The CZCP is organizing a series of regional workshops titled “GEOSS Support for Decision-Making in the Coastal Zone: Managing and Mitigating the Impacts of Human Activities and Natural Hazards in the Coastal Zone.” A main goal of these workshops is to stimulate regional activities that may lead to the formation of regional Communities of Practice.
In order to organize these regional workshops in an efficient way and with good chances of success, several preconditions need to be met, and the planning of the workshop should follow a number of steps in a logical order. Below, we first discuss the preconditions, and then present the planning steps.
The following preconditions should be met before the planning of a regional workshop takes place:
- (P1) At least one local/regional organization has expressed interest in being the core of a regional CZCP and has the potential to do so.
- (P2) Individuals representing this/these organization(s) have committed to take responsibility for the local organization of the workshop;
- (P3) Local governmental support, e.g., through participation of governmental agencies in the Local Organization Committee (LOC) has been secured;
- (P4) A clear topical focus on CZ issues relevant for the region in terms of decision making, managing, planning, adaptation in the CZ has been identified.
Preparation of Workshops
The overall goals and scope of the regional workshops is outlined in the Workshop prospectus. Based on this prospectus, the planning of a specific regional workshop should follow the following five steps:
(S1) Identify the local community/organizations/individuals interested in working with the CZCP towards a workshop and a subsequent regional CZCP, and clarify the key focus in terms of topical issues to be addressed at the workshop. This step should involve the formation of a Workshop Steering Committee, which includes primarily local community/organizations/individuals, as well as one or more members of the CZCP core group and one member of the Steering Committee of a prior Workshop, and one involved in the planning of a future Workshop (for continuity and "corporate memory").
(S2) Develop a high-level workshop plan with information on:
- potential participation;
- potential venue;
- estimated budget;
- anticipated time schedule.
(S3) Secure sufficient funding consistent with a clearly defined "business model" for the workshop.
(S4) Develop the workshop details and start the organization, including invitation of speakers and the program with slots for invited speakers and contributed papers.
(S5) Announce the Workshop with deadlines for abstract submission and registration.

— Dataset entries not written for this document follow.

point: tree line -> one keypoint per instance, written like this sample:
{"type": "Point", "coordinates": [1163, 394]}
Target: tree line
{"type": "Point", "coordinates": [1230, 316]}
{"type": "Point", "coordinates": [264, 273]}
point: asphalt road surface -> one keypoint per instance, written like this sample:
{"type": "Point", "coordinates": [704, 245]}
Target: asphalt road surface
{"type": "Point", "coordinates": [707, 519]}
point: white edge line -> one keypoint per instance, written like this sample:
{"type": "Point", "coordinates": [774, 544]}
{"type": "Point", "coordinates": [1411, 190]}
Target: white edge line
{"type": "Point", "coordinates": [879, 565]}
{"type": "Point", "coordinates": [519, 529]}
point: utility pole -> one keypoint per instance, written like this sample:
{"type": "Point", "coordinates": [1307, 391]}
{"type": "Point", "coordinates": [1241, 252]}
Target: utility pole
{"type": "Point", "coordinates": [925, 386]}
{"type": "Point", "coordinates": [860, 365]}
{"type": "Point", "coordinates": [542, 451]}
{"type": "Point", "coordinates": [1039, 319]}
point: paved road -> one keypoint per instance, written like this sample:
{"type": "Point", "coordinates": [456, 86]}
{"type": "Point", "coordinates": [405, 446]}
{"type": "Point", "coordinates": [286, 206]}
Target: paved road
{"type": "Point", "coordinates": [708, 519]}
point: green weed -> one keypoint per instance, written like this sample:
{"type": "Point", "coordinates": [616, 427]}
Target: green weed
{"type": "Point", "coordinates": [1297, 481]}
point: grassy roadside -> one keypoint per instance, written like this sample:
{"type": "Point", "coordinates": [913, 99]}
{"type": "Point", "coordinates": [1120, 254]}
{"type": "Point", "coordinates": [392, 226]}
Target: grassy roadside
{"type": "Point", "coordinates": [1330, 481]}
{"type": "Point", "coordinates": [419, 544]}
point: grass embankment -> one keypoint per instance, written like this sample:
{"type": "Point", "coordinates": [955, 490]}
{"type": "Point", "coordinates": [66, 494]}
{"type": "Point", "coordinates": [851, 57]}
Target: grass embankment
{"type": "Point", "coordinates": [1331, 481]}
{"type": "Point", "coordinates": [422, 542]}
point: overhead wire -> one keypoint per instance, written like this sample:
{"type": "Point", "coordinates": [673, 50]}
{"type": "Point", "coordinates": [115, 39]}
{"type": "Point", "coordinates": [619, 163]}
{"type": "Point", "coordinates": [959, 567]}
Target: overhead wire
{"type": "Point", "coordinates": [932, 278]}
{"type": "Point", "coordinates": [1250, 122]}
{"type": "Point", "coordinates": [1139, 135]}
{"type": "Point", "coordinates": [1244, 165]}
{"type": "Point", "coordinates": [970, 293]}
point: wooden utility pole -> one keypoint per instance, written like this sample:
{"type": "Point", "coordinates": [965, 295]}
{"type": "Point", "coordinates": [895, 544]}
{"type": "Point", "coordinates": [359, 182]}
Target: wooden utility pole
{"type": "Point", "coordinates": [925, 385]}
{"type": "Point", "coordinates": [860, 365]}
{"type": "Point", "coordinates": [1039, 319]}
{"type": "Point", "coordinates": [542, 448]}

S1 is essential in order to ensure that the preconditions discussed above are actually met. S2 provides the basis for a decision on whether the workshop can be carried out with a sufficient number of participants, a reasonable venue, a realistic budget, and in a timely manner. The “business model” for regional workshops depends on the region, the potential participants, and the available local support. For some regions, sufficient regional participation may require substantial external funding, while in other regions, a workshop may be fundable mainly through registration fees. However, no further development of a workshop should take place until a business model has been developed in which the available funds match the estimated budget. After a sound economic model has been developed, S4 can be initiated in order to ensures that the contents and outcomes of the workshop are a success. Finally, S5 needs to ensure proper announcements of the workshop and sufficient time for participants to contribute and register. From the announcement, there should be at least two months for the submission of abstracts. Announcement should be at least three months before the workshop takes place, but preferably, announcements are made six months before the workshop dates.
For the planning of a workshop from scratch, the estimated times are two months for S1, one months for S2, six months for S3, one months for S4, and at least three months for S5; i.e., a total of at least 13 months. However, building in sufficient redundancy, a total time line of 15 to 18 months seems more realistic.